Typically given the unenviable job of editing a you’re-doing-it-wrong column, Anderson plunged into the world of longform popular science journalism and came out with a very well researched and deftly argued thesis that modern condoms are due for a serious upgrade and what stands in the way of this isn’t the technology or the science, but the FDA and its bureaucratic inertia, or rather lack thereof. While I highly recommend to read the whole article to get a detailed history of testing protocols and research into how to make a better condom, let me give you the main, err, thrust of the problem at hand. The reason why condoms take away so much sensation is a materials problem. Only tests for latex and different types of latex have been created and there is no desire to change protocols for anything other than testing the standard latex condom or a synthetic latex substitute. This means we’re stuck with latex and its poor ability to transfer body heat, which can dampen sensations so much that sex becomes thoroughly unenjoyable.
Now, the obvious solution is to experiment with other materials which conduct body heat much better and don’t have to sacrifice reliability for thinness or comfort for standardization. We have these materials and versions of far superior condoms have been in stores until the FDA put out an order to stop selling them after their testing protocol, which was designed for a one size fits everyone product made of the same material family, judged them to be riskier than the current latex standard. In response to the manufacturers’ notes, they refuse to change anything about the tests even when it’s obvious that they’re using the wrong tools for the job. And as an added problem of the aforementioned bipolar prudishness in our culture, condom manufacturers also don’t want to do real world studies on the wear and tear of their product for anything other than vaginal sex simply because they don’t want to be associated with studies of anal sex. So we’re basically at an impasse that can only be fixed by an adult conversation.
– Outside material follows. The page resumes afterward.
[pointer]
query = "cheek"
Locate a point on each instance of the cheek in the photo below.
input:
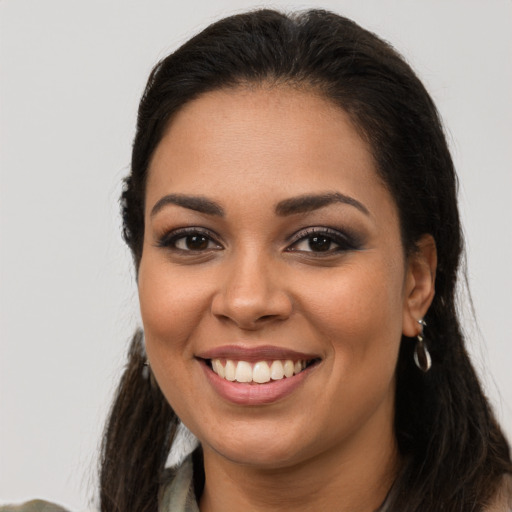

Publicly questioning the FDA about their obstinacy in modifying testing protocols in the press to force the agency to respond, and showing that we can mention anal sex without snickering on one side and fainting from moral outrage on the other to give companies incentive to study real world uses of their product, we may actually end up with a better condom. And that will not just help developed nations’ reproductive health but save hundreds of thousands of lives across the world. Yes, yes, the prudes will screech that giving people the tools to be “irresponsible” is evil and should be somehow punished or discouraged. But they’re only interested in helping those who share their ideology and believe that those who do contract an infection or have a surprise pregnancy deserve whatever they get. If our healthcare system and medical science followed their thought process, the world’s population would be far smaller and a lot sicker than it is now so we should feel very comfortable listening to their opinions and summarily dismissing them. If you’re going to tackle reproductive health, you can’t do it from the fainting couch.